My Cotswold Kitchen
Prue’s Chocolate Chip and Brown Sugar Cookies
Prep Time – 10 minutes + 2 hours chill
Cook Time – 10 minutes
Serves 10 cookies
Ingredients:
- 100g unsalted butter, at room temperature
- 75g soft dark brown sugar
- 75g caster sugar
- 1 large egg plus 1 large egg yolk
- 200g plain flour
- 1 ¼ tsp bicarbonate of soda
- 1 tsp baking powder
- A pinch of table salt
- 165g dark chocolate chips
Method
- Line two large baking sheets with baking parchment. (If you only have one you can bake the cookies in batches.)
- Cream the butter and sugars together in a mixing bowl until light and fluffy. Add the whole egg and egg yolk, mix to incorporate, then add the flour, bicarbonate of soda, baking powder and salt. Mix until well combined, then stir in the chocolate chips.

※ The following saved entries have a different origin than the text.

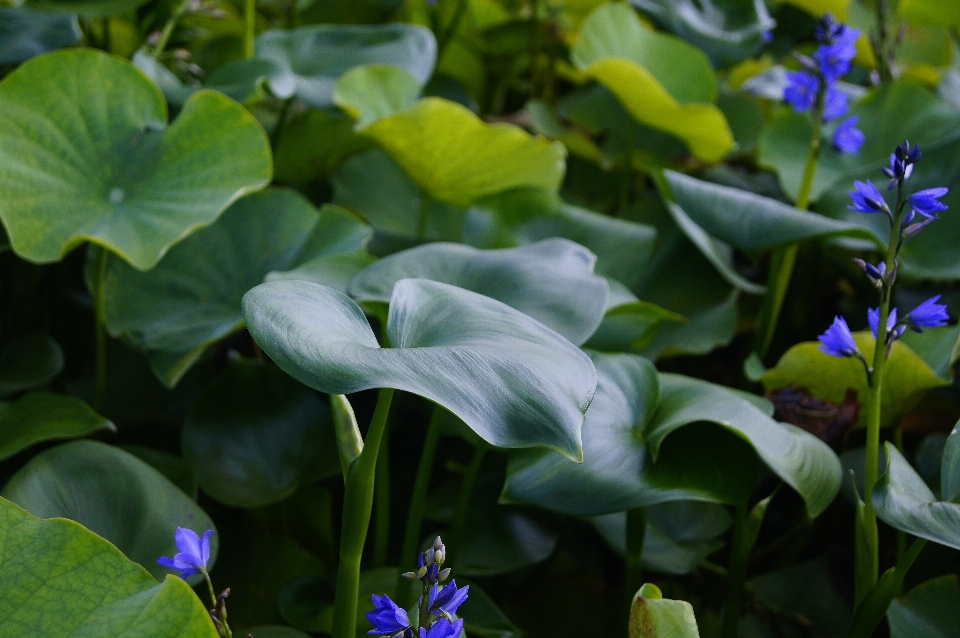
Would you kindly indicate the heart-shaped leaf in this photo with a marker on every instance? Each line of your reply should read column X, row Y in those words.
column 455, row 157
column 112, row 493
column 110, row 170
column 255, row 434
column 45, row 416
column 551, row 280
column 311, row 59
column 510, row 378
column 192, row 298
column 94, row 590
column 903, row 501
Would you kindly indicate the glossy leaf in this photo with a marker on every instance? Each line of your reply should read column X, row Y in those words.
column 903, row 501
column 94, row 590
column 535, row 384
column 29, row 361
column 455, row 157
column 45, row 416
column 111, row 171
column 192, row 298
column 551, row 280
column 112, row 493
column 905, row 380
column 254, row 435
column 311, row 59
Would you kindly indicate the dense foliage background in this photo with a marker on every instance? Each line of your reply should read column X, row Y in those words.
column 625, row 173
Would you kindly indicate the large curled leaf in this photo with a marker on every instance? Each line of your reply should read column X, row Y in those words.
column 514, row 381
column 905, row 380
column 109, row 170
column 662, row 81
column 112, row 493
column 455, row 157
column 61, row 580
column 551, row 280
column 45, row 416
column 255, row 434
column 311, row 59
column 192, row 298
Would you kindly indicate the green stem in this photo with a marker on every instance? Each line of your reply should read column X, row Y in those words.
column 736, row 573
column 636, row 531
column 357, row 508
column 463, row 501
column 783, row 260
column 418, row 503
column 100, row 319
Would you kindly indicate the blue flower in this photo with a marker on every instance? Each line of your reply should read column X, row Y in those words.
column 388, row 618
column 927, row 202
column 929, row 314
column 194, row 553
column 801, row 90
column 867, row 199
column 443, row 629
column 847, row 138
column 837, row 341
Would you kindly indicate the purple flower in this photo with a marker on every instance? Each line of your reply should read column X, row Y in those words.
column 194, row 552
column 443, row 629
column 838, row 341
column 847, row 138
column 388, row 618
column 801, row 90
column 927, row 202
column 867, row 199
column 929, row 314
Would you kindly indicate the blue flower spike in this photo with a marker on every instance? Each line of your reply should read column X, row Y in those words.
column 194, row 553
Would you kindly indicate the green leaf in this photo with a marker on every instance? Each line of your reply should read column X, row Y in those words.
column 551, row 280
column 29, row 361
column 535, row 384
column 112, row 493
column 653, row 616
column 109, row 170
column 929, row 610
column 311, row 59
column 375, row 91
column 25, row 33
column 254, row 435
column 192, row 298
column 455, row 157
column 662, row 81
column 45, row 416
column 903, row 501
column 62, row 580
column 905, row 380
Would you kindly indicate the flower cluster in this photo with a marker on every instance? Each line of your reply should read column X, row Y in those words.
column 910, row 215
column 816, row 85
column 438, row 605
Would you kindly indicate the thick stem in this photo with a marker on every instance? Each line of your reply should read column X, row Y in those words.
column 736, row 573
column 357, row 508
column 418, row 503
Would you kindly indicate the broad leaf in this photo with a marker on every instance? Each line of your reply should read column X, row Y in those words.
column 551, row 280
column 455, row 157
column 112, row 493
column 45, row 416
column 903, row 501
column 192, row 298
column 449, row 345
column 110, row 170
column 95, row 591
column 255, row 434
column 906, row 378
column 662, row 81
column 311, row 59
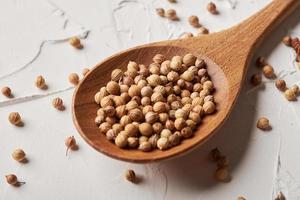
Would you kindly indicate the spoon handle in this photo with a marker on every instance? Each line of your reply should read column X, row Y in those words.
column 254, row 29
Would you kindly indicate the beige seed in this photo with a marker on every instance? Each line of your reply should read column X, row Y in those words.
column 280, row 84
column 116, row 75
column 6, row 91
column 58, row 103
column 194, row 21
column 74, row 78
column 15, row 118
column 212, row 8
column 75, row 42
column 268, row 71
column 40, row 82
column 130, row 175
column 18, row 155
column 263, row 124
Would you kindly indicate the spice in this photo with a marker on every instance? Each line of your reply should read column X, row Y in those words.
column 19, row 155
column 40, row 83
column 194, row 21
column 130, row 175
column 160, row 12
column 70, row 143
column 6, row 91
column 75, row 42
column 280, row 84
column 15, row 118
column 212, row 8
column 74, row 78
column 12, row 179
column 263, row 124
column 171, row 15
column 268, row 71
column 58, row 103
column 255, row 79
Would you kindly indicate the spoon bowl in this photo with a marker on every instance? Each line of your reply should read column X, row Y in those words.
column 227, row 55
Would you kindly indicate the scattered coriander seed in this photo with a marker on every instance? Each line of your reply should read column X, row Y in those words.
column 212, row 8
column 19, row 155
column 130, row 175
column 171, row 15
column 222, row 174
column 290, row 95
column 58, row 103
column 163, row 143
column 145, row 146
column 12, row 179
column 70, row 143
column 6, row 91
column 40, row 82
column 160, row 12
column 280, row 84
column 74, row 78
column 15, row 118
column 75, row 42
column 287, row 40
column 85, row 71
column 194, row 21
column 263, row 123
column 255, row 79
column 268, row 71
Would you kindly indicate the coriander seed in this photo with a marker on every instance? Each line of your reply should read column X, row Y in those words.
column 40, row 83
column 58, row 103
column 130, row 175
column 194, row 21
column 6, row 91
column 74, row 78
column 19, row 155
column 263, row 124
column 75, row 42
column 15, row 118
column 70, row 143
column 280, row 84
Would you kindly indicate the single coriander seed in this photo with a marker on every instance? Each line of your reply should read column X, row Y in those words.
column 15, row 118
column 19, row 155
column 130, row 175
column 75, row 42
column 74, row 78
column 40, row 83
column 263, row 124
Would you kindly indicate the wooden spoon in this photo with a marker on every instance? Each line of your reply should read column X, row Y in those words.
column 227, row 53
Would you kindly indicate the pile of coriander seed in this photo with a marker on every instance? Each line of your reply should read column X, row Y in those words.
column 156, row 106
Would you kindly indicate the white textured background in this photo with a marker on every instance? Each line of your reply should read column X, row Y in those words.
column 33, row 41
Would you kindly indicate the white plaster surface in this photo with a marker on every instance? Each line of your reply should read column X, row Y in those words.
column 33, row 38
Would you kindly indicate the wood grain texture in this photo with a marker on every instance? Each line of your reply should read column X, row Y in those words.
column 227, row 53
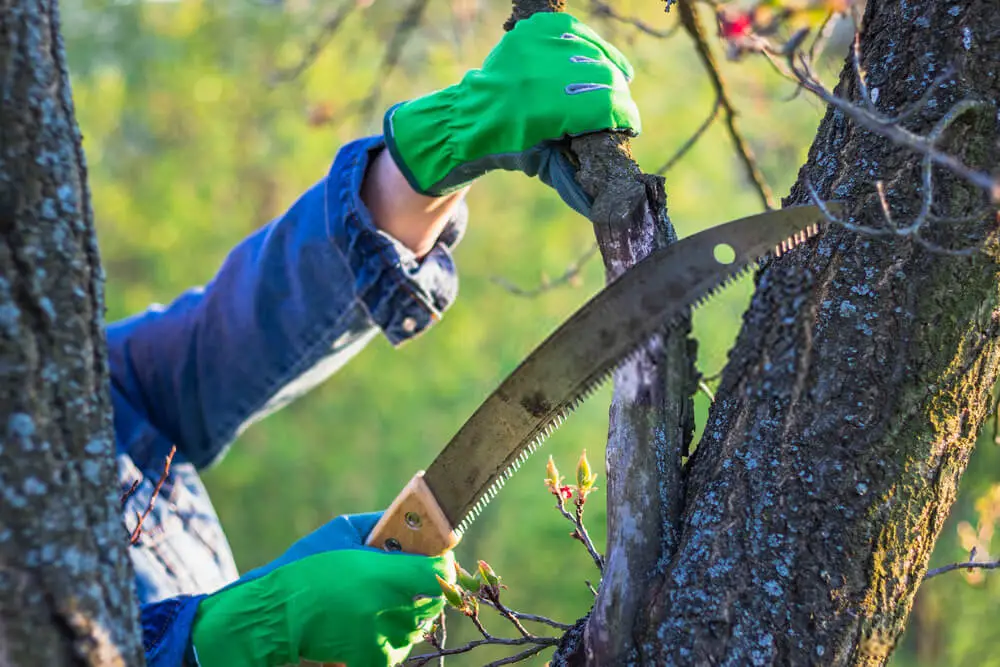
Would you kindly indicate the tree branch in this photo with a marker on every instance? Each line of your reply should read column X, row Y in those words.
column 968, row 565
column 137, row 531
column 651, row 411
column 693, row 26
column 326, row 32
column 604, row 10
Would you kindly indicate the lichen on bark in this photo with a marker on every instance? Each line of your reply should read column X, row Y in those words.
column 856, row 388
column 66, row 582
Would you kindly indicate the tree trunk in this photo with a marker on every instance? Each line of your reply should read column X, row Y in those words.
column 66, row 582
column 854, row 394
column 651, row 420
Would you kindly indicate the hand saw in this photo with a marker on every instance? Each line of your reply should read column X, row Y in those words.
column 430, row 514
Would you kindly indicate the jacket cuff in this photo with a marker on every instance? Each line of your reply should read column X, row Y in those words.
column 403, row 295
column 166, row 631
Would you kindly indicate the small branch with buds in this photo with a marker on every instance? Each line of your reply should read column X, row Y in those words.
column 467, row 595
column 584, row 486
column 470, row 592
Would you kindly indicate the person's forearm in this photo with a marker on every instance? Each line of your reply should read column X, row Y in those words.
column 413, row 219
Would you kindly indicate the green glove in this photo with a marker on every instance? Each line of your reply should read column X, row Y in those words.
column 550, row 78
column 327, row 599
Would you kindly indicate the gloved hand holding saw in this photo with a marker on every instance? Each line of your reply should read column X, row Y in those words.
column 327, row 599
column 359, row 251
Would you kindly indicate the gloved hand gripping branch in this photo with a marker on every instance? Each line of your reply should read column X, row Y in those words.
column 549, row 79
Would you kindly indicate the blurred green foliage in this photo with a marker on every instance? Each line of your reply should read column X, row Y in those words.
column 193, row 139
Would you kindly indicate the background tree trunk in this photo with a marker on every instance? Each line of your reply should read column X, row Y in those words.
column 854, row 394
column 66, row 582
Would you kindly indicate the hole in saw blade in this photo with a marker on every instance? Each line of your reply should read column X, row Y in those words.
column 724, row 253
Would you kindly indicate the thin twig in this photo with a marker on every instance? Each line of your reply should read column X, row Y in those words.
column 539, row 643
column 442, row 638
column 692, row 24
column 517, row 657
column 129, row 493
column 405, row 28
column 968, row 565
column 568, row 276
column 326, row 33
column 534, row 618
column 581, row 533
column 491, row 594
column 603, row 9
column 692, row 140
column 137, row 532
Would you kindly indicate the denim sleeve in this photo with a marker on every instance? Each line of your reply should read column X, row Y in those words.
column 289, row 306
column 166, row 629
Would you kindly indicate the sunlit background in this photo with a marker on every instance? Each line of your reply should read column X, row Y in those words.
column 198, row 129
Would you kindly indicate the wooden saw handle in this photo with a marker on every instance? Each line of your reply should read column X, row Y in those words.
column 414, row 523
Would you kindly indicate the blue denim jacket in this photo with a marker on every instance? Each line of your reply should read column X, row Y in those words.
column 300, row 297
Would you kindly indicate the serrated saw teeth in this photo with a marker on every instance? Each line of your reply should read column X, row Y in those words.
column 589, row 388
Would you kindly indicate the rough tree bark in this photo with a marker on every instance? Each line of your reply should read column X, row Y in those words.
column 652, row 413
column 850, row 404
column 66, row 582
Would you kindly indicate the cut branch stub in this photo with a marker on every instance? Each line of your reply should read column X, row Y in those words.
column 651, row 421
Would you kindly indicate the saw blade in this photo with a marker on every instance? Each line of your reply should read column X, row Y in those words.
column 585, row 350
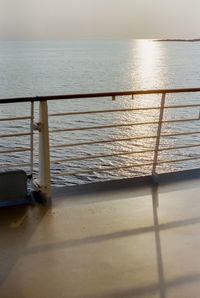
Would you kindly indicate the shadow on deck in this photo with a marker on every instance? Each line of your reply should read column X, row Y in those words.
column 130, row 242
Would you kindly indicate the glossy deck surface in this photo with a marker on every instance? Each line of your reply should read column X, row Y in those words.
column 105, row 245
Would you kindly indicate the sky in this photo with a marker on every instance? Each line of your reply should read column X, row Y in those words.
column 99, row 19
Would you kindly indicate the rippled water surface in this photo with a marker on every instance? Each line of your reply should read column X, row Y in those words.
column 67, row 67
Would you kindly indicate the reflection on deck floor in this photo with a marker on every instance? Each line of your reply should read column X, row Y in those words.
column 140, row 242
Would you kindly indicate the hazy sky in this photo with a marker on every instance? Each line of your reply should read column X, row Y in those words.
column 93, row 19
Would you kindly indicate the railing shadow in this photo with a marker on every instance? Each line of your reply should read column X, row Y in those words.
column 155, row 205
column 18, row 224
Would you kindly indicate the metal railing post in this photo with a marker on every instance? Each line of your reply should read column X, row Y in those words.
column 162, row 106
column 31, row 139
column 44, row 158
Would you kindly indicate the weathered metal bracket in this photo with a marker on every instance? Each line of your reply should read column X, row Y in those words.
column 37, row 126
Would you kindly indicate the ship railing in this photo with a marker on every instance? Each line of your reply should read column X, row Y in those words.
column 43, row 184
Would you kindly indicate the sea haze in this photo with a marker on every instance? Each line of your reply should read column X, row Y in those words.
column 34, row 68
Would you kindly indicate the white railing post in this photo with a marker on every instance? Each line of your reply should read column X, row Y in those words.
column 162, row 106
column 44, row 158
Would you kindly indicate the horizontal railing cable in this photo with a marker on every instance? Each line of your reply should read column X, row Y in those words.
column 123, row 139
column 122, row 110
column 15, row 150
column 97, row 95
column 123, row 153
column 122, row 125
column 123, row 167
column 15, row 165
column 15, row 135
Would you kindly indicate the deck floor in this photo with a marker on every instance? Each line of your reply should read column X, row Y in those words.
column 142, row 242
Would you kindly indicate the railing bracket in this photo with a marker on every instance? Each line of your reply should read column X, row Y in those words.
column 37, row 126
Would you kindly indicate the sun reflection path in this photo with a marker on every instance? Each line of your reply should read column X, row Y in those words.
column 149, row 70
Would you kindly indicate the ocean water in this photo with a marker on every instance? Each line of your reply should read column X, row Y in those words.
column 34, row 68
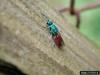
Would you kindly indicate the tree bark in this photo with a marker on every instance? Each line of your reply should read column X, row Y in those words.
column 26, row 43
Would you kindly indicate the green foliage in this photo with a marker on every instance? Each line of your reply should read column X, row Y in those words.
column 90, row 20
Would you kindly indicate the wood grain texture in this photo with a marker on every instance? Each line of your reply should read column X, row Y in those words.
column 25, row 42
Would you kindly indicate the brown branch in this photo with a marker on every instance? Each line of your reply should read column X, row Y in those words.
column 89, row 6
column 76, row 12
column 72, row 7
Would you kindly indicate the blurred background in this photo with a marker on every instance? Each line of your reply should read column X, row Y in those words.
column 90, row 19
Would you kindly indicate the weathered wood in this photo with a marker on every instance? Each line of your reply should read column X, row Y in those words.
column 25, row 42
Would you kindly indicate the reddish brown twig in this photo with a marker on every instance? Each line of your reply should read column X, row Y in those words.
column 72, row 7
column 76, row 12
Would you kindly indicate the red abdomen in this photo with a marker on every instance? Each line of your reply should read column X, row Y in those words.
column 58, row 40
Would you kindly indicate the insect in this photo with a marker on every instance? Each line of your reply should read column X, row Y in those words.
column 54, row 31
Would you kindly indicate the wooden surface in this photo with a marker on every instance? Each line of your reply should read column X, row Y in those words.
column 25, row 42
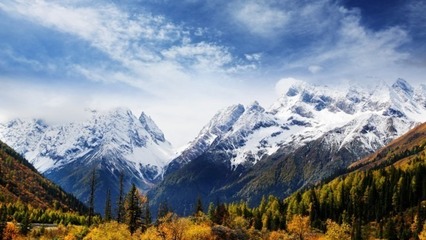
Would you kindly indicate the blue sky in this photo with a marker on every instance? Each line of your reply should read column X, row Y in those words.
column 181, row 61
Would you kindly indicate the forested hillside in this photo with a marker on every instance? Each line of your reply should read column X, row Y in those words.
column 19, row 181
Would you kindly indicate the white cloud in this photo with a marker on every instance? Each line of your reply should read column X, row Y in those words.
column 259, row 17
column 151, row 48
column 315, row 69
column 282, row 86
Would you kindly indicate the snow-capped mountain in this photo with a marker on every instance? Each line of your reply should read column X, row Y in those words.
column 308, row 134
column 307, row 112
column 111, row 142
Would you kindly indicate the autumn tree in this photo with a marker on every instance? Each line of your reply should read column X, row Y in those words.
column 120, row 204
column 108, row 210
column 198, row 206
column 336, row 231
column 3, row 219
column 92, row 197
column 109, row 231
column 299, row 226
column 133, row 208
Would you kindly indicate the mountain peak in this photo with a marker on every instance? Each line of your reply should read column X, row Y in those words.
column 402, row 85
column 151, row 127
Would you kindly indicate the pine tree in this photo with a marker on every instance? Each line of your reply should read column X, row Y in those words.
column 92, row 197
column 133, row 208
column 163, row 209
column 108, row 211
column 25, row 226
column 147, row 219
column 198, row 206
column 120, row 204
column 3, row 219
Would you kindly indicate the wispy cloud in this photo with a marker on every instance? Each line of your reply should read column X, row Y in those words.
column 149, row 48
column 259, row 17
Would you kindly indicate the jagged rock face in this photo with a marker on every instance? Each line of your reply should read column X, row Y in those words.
column 307, row 135
column 110, row 142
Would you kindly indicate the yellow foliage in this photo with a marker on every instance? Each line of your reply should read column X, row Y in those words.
column 150, row 234
column 10, row 232
column 239, row 222
column 279, row 235
column 195, row 232
column 422, row 234
column 299, row 226
column 172, row 227
column 336, row 231
column 109, row 231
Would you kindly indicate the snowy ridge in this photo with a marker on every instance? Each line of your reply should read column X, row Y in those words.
column 370, row 117
column 114, row 134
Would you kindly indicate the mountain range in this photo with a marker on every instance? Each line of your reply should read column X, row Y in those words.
column 112, row 143
column 20, row 182
column 310, row 133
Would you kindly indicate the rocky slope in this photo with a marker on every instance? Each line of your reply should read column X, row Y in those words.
column 310, row 133
column 111, row 142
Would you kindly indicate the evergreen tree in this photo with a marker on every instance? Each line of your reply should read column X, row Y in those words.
column 3, row 219
column 92, row 197
column 163, row 209
column 108, row 211
column 25, row 226
column 133, row 209
column 210, row 211
column 147, row 219
column 199, row 207
column 120, row 204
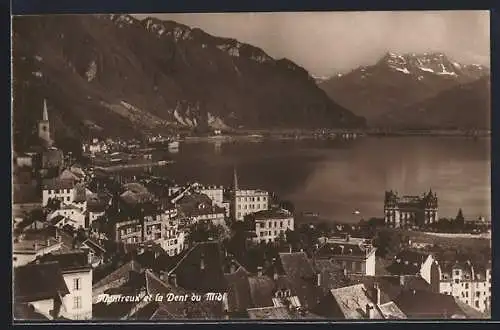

- Divide the mixture into ten equal pieces, then roll them into balls. Cover them with cling film and put them in the fridge for at least 2 hours. it is important that you chill the dough before baking.
- Heat the oven to 200˚C/fan 180˚C/gas mark 6.
- Place the balls of cookie dough on a lined baking sheets, leaving plenty of space for them to spread.
- Bake in the middle of the oven for 10 minutes, until golden and puffed up. Remove from the oven and carefully slide the baking parchment off the hot baking sheet, onto a cold surface, such as the kitchen surface. This will ensure that the cookies do not cook any further on the hot sheet. Leave them to cool for as long as your are able to resist them.
Additional notes –
Tip – The cookies keep well in an airtight container for a week or so.
If you have frozen the raw dough, allow it to thaw for 30 minutes at room temperature before baking, and increase the cooking time by 1-2 minutes.